Yesterday, the fourth judicial district court in the US state of Minnesota found former Minneapolis police officer Derek Chauvin guilty of murdering US citizen George Floyd. He was then taken into custody until sentencing, and could spend up to 40 years in prison.

George Floyd in 2016.
Image: George Floyd.

Floyd, a Black man, died on May 25, after Chauvin, a Caucasian police officer, pinned Floyd to the ground for over nine minutes and, preventing him from breathing, kneeling on Floyd's neck. Floyd was 46 years old. The incident was recorded on video by a bystander, and the video shows Floyd repeatedly saying "I can't breathe". Floyd's death prompted protests around the world.

45-year-old Chauvin was charged with three different crimes: second-degree unintentional murder, third-degree murder, and second-degree manslaughter. The trial began on March 29.

Chauvin kneeling on George Floyd in May 2020.
Image: Darnella Frazier.

In his defense, Chauvin's lawyers argued his actions were "reasonable" and sought to cast doubt on the cause of Floyd's death, arguing a heart condition and the use of illegal drugs by Floyd were to blame. The defense witnesses included both an expert on the use of force by police, and a forensic pathologist.
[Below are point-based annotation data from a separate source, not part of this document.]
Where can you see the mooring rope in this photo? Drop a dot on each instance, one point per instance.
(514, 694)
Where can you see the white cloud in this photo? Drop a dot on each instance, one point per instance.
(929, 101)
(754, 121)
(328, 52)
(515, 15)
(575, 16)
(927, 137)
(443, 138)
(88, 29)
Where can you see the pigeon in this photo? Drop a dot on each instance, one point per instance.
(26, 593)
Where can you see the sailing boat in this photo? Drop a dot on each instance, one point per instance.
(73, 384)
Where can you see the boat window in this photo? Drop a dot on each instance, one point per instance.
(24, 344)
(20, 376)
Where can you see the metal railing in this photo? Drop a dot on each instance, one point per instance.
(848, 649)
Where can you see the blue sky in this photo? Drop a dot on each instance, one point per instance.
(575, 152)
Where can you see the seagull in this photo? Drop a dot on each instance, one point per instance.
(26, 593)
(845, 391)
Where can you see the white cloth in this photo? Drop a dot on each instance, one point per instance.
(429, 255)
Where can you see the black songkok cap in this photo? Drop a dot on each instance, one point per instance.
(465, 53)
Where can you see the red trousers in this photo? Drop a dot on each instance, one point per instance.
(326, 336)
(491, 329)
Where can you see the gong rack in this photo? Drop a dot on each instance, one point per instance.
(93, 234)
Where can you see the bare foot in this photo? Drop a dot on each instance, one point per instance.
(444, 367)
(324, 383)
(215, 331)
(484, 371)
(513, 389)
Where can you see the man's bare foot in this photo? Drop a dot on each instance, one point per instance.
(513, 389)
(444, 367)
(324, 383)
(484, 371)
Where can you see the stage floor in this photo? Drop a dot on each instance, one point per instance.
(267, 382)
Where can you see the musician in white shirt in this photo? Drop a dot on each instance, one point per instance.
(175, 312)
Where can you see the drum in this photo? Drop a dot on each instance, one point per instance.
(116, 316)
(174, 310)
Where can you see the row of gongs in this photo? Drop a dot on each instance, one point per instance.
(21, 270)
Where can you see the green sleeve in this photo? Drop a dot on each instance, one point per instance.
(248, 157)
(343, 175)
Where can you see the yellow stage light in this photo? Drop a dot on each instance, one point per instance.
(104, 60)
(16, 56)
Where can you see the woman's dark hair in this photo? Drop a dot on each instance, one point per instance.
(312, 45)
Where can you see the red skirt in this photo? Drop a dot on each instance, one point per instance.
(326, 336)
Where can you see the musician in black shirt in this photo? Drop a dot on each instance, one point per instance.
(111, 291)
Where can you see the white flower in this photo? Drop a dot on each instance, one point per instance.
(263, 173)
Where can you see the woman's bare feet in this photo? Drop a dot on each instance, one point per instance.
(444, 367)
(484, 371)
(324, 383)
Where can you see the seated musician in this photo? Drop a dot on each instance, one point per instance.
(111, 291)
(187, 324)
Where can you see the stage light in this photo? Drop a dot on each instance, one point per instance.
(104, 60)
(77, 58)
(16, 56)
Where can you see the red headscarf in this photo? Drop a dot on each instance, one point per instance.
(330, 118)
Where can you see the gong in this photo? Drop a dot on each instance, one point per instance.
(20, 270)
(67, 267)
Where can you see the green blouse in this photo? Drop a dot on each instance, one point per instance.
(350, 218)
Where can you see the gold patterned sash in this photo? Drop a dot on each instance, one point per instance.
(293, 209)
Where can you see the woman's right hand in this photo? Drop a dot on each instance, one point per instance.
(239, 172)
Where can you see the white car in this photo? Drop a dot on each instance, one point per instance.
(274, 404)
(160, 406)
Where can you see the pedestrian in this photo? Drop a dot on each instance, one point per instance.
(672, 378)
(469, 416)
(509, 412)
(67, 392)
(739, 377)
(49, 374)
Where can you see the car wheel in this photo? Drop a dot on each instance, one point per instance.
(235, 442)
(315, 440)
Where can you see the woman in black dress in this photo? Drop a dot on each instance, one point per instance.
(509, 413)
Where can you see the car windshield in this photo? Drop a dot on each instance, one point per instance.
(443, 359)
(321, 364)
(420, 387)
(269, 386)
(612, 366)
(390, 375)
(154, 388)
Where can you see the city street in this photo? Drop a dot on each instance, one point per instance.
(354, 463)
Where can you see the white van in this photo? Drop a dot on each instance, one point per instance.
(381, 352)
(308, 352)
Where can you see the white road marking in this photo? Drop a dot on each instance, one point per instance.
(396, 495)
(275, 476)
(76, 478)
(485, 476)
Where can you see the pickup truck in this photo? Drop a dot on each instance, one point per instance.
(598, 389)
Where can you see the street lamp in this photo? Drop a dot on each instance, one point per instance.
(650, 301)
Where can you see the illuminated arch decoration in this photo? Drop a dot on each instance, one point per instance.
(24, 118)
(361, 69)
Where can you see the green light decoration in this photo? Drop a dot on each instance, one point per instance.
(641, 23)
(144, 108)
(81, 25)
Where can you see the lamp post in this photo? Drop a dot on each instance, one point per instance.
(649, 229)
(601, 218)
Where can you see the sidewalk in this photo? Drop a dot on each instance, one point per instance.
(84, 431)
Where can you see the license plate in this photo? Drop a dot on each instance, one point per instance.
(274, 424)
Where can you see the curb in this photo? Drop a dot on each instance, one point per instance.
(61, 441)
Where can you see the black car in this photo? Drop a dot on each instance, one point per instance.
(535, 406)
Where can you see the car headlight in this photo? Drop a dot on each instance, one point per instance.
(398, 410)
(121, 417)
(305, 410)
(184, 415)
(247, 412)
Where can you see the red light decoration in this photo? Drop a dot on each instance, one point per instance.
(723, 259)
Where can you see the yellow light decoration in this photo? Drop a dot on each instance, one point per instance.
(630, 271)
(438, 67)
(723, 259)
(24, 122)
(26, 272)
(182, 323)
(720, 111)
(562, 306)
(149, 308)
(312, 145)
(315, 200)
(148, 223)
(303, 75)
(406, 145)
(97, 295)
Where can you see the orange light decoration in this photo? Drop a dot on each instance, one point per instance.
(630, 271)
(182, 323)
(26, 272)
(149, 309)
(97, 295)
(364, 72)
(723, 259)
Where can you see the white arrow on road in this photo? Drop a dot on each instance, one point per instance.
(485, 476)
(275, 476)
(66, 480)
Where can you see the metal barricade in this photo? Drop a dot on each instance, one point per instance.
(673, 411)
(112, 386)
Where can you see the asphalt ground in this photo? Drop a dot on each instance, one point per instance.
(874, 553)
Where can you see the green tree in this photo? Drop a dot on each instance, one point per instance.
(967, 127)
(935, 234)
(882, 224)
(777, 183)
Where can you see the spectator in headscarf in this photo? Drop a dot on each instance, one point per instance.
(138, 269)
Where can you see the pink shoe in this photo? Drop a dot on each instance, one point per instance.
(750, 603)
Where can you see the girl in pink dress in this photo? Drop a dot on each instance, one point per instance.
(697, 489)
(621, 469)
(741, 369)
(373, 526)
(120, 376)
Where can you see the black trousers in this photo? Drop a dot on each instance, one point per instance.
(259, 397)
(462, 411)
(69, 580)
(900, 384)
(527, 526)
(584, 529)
The Associated Press reported that Floyd's system contained both fentanyl and methamphetamine.

Witnesses for the prosecution, including a forensic pathologist, a cardiologist, and a pulmonologist, testified the cause of death was a lack of oxygen — asphyxia — due to the way in which Chauvin pinned Floyd against the ground, and Chauvin used excessive force in violation of his training.

The jury returned guilty verdicts on all three charges after deliberating for two days. Three other Minneapolis police officers, Tou Thao, J. Alexander Kueng, and Thomas Lane, have been charged with aiding-and-abetting Chauvin and are awaiting trial. Chauvin and the others were fired by the Minneapolis Police Department the day after Floyd's death.